Исправление индикатора верхней границы

This commit is contained in:
brusnitsyn
2026-06-16 09:11:19 +09:00
parent 3fb2053705
commit 3f08d263ad

View File

@@ -1429,7 +1429,7 @@ class DatabaseMigrator:
f"Таблица {pg_table} содержит {pg_count} строк без watermark — " f"Таблица {pg_table} содержит {pg_count} строк без watermark — "
f"автоопределение watermark из {table_config.life_table}" f"автоопределение watermark из {table_config.life_table}"
) )
detected = self._get_watermark_for_pg_data(table_config, find_min=True) detected = self._get_watermark_for_pg_data(table_config)
if detected['last_x_datetime'] is not None: if detected['last_x_datetime'] is not None:
self.save_watermark( self.save_watermark(
pg_table, pg_table,
@@ -1683,12 +1683,12 @@ class DatabaseMigrator:
return '0x' + value.hex() return '0x' + value.hex()
return "'" + str(value).replace("'", "''") + "'" return "'" + str(value).replace("'", "''") + "'"
def _get_watermark_for_pg_data(self, table_config: TableMigrationConfig, find_min: bool = False) -> Dict[str, Any]: def _get_watermark_for_pg_data(self, table_config: TableMigrationConfig) -> Dict[str, Any]:
"""Поиск watermark в MSSQL Life_ для строк, уже имеющихся в PostgreSQL. """Поиск watermark в MSSQL Life_ по максимальному PK из PostgreSQL.

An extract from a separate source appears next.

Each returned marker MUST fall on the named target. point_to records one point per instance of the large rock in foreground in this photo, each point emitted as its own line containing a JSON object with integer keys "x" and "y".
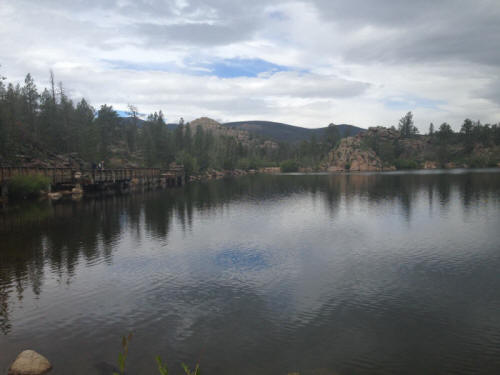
{"x": 30, "y": 362}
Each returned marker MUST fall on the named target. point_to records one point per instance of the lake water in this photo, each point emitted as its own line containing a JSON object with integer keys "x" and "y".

Читает PK из PG потоком (без загрузки всей таблицы в память), батчами Берёт MAX(pk) из PG (1 запрос), затем ищет соответствующее insert-событие
запрашивает MSSQL Life_ и находит минимальную или максимальную (datetime, sequence) пару в Life_-таблице MSSQL (1 запрос). Работает только для одиночного целочисленного PK.
среди событий, относящихся к уже реплицированным строкам. Для составного PK возвращает верхнюю границу Life_.
""" """
empty: Dict[str, Any] = {'last_x_datetime': None, 'last_sequence_value': None} empty: Dict[str, Any] = {'last_x_datetime': None, 'last_sequence_value': None}
pk_cols = table_config.primary_key pk_cols = table_config.primary_key
@@ -1696,14 +1696,29 @@ class DatabaseMigrator:
if not pk_cols or not table_config.life_table: if not pk_cols or not table_config.life_table:
return self.get_incremental_upper_bound(table_config) return self.get_incremental_upper_bound(table_config)

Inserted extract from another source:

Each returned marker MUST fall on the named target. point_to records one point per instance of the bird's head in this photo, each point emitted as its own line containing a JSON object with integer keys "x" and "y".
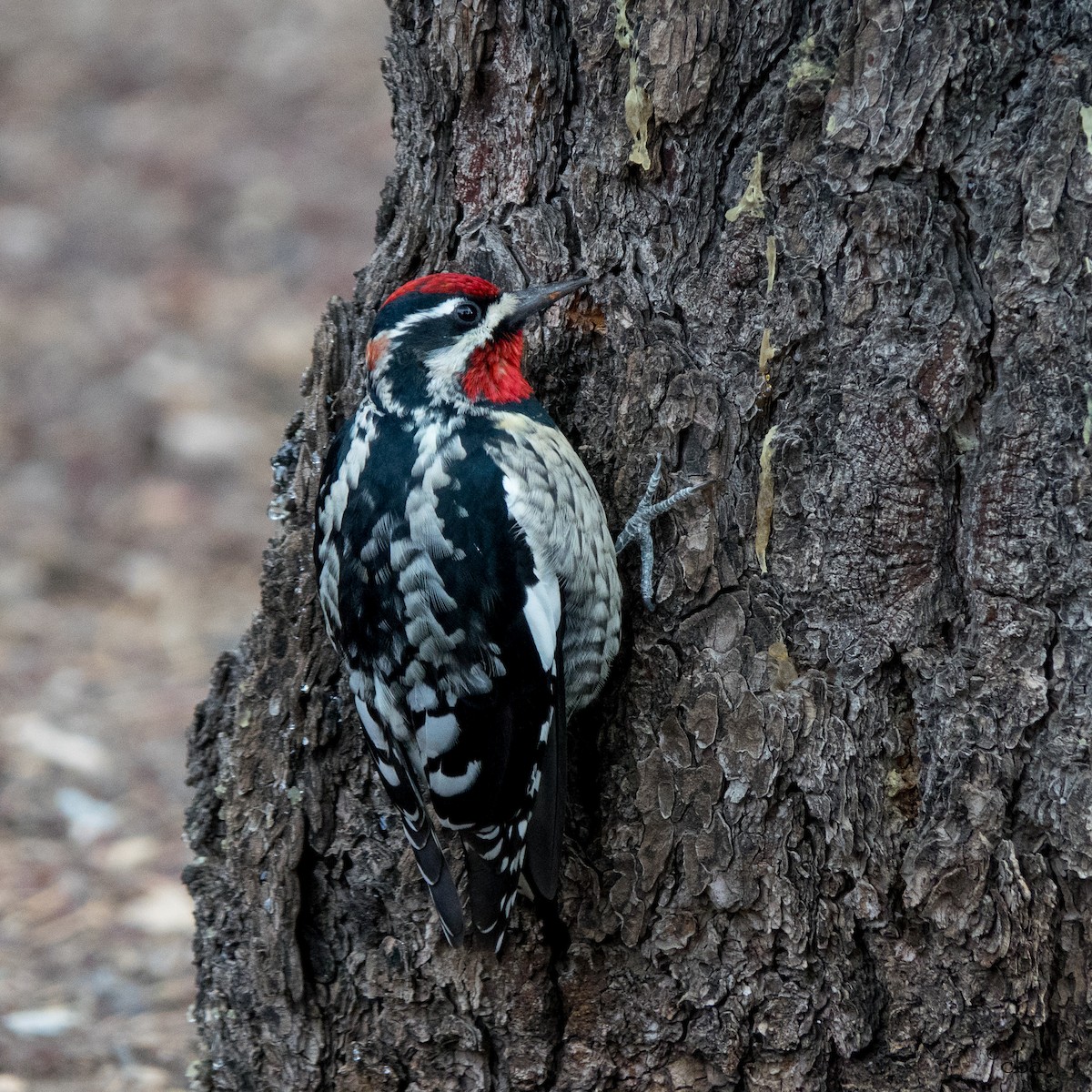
{"x": 454, "y": 339}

LOOKUP_BATCH = 500 if len(pk_cols) != 1:
self.logger.log_info(
f"Составной PK для {table_config.pg_table}, watermark берётся из верхней границы Life_"
)
return self.get_incremental_upper_bound(table_config)
direction = 'ASC' if find_min else 'DESC' pk_col = pk_cols[0]

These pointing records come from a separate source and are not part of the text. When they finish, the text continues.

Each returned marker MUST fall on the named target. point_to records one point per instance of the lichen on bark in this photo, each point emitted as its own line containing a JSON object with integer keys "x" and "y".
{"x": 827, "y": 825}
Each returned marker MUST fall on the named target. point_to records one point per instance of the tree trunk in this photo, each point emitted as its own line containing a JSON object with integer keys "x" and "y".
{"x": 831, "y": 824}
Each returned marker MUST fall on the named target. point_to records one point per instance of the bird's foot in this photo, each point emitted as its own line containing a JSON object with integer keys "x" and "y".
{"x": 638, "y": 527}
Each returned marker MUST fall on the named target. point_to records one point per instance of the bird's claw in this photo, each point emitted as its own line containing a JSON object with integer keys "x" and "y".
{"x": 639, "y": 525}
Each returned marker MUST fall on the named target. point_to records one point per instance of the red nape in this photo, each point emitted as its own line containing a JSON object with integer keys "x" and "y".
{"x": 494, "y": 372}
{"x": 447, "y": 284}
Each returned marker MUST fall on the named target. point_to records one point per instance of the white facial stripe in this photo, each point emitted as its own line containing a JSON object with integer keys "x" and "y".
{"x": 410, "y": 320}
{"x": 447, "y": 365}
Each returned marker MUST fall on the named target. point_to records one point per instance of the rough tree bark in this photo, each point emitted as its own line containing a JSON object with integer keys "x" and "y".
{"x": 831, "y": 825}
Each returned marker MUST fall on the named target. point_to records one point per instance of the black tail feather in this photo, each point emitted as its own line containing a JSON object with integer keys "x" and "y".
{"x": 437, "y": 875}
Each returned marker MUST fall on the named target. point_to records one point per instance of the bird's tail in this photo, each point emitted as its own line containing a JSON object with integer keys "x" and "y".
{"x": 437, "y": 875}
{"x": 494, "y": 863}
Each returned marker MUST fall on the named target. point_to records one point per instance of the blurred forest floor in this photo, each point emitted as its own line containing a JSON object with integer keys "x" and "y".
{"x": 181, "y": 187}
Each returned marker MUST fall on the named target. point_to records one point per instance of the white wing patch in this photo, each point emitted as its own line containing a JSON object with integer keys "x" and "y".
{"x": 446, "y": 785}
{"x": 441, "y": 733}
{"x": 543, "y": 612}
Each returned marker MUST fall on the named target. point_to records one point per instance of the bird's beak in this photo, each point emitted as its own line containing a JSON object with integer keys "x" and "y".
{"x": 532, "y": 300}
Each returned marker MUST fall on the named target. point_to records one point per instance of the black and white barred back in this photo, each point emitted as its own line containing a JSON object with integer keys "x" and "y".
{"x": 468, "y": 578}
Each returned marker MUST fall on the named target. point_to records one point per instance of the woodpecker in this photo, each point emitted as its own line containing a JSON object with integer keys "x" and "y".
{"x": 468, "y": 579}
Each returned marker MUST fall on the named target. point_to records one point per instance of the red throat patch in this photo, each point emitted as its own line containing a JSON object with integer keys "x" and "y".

order_parts = [f"{self.quote_mssql_identifier(table_config.datetime_column)} {direction}"]
if table_config.sequence_column:
order_parts.append(f"{self.quote_mssql_identifier(table_config.sequence_column)} {direction}")
order_clause = ', '.join(order_parts)
# 1. MAX PK из PG
with self.dst_engine.connect() as conn:
max_pk = conn.execute(
text(f"SELECT MAX({self.quote_identifier(pk_col)}) FROM {self.quote_identifier(table_config.pg_table)}")
).scalar()
if max_pk is None:
return empty
self.logger.log_info(
f"MAX {pk_col} в {table_config.pg_table}: {max_pk}, "
f"поиск insert-события в {table_config.life_table}"
)
# 2. insert-событие для этого PK в Life_ MSSQL
select_parts = [ select_parts = [
f"{self.quote_mssql_identifier(table_config.datetime_column)} AS max_dt", f"{self.quote_mssql_identifier(table_config.datetime_column)} AS max_dt",
] ]
@@ -1711,88 +1726,41 @@ class DatabaseMigrator:
select_parts.append( select_parts.append(
f"{self.quote_mssql_identifier(table_config.sequence_column)} AS max_seq" f"{self.quote_mssql_identifier(table_config.sequence_column)} AS max_seq"
) )
else:
select_parts.append("CAST(NULL AS bigint) AS max_seq")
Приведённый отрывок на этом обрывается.